Interesting fact: Cate Blanchett and Brad Pitt were locked on to star, before dropping out due to production delays before Rachel Weisz, then Aronofsky finance, and Hugh Jackman (who Aronofsky will be directing in the new Wolverine film) took over.

The Wrestler (2008)
You’d think Aronofsky’s best film would be in the same vein as his others: warped, over-caffeinated, fantastical glimpses into underworlds.  But The Wrestler, the best film of 2008, is Aronofsky’s masterpiece.  Mickey Rourke, in a career-defining, robbed-of-an-Oscar performance, is perfectly cast as faded professional wrestler Randy ‘The Ram’ Robinson.  We empathize with The Ram’s every decision, no matter how poor.

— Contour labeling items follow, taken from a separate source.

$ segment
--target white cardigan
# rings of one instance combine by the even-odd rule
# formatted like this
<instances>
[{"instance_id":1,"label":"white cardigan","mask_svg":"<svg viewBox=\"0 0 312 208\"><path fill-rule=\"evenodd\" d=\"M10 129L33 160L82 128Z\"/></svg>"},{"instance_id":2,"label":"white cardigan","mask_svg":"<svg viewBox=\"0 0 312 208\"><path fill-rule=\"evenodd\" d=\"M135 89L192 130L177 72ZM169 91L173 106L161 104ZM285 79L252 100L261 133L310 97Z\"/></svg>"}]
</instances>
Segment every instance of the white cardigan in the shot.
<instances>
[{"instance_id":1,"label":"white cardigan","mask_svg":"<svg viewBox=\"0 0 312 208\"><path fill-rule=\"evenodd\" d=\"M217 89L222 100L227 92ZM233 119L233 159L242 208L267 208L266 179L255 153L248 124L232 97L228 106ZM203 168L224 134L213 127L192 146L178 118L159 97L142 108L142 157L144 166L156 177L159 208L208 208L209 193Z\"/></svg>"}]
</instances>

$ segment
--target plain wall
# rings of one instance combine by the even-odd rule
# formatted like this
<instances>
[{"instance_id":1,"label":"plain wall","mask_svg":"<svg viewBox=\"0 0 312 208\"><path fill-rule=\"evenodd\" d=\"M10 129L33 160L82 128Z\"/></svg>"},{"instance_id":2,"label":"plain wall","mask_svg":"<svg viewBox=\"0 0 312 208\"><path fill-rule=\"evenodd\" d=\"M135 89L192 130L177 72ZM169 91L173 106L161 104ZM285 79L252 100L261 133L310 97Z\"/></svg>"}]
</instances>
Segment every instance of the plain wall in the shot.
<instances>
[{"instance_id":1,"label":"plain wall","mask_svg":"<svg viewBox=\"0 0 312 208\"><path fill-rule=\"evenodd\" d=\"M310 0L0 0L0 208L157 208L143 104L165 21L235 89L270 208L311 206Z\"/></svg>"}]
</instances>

Our hearts break at every false hope, every shed tear and glance of needed acceptance.  God bless Aronofsky for sticking it to the studio system and holding on for the movie he wanted to make, the result of which is a perfect two hours of American filmmaking.  A+

Interesting fact: No studio would back the often unreliable and hotheaded Rourke.  The bosses wanted Nicolas Cage, who was signed on to star, before relenting and helping convince the studio that Rourke was the only man for the role.

Black Swan (2010)

Loyal readers know I haven’t shut about this movie since I saw it in the beginning on December.  And for good reason.  It’s everything a contemporary movie should be: new, inventive, emotionally gripping, and wholly convincing.  Natalie Portman delivered the best acting performance of the year as a tortured ballet dancer, and she should be awarded accordingly.  Black Swan is the highlight of Darren Aronofsky’s already impeccable career.  I’ve said it before and I’ll say it again: “Perfect.  It was perfect." A

Interesting fact: After Natalie Portman’s double claimed that the star only did “5 percent” of her full-body dance shots in the movie, Aronofsky sat down with his editor and did a shot count of all the scenes in which Portman did herself.  Aronofsky’s count was closer to 80 percent.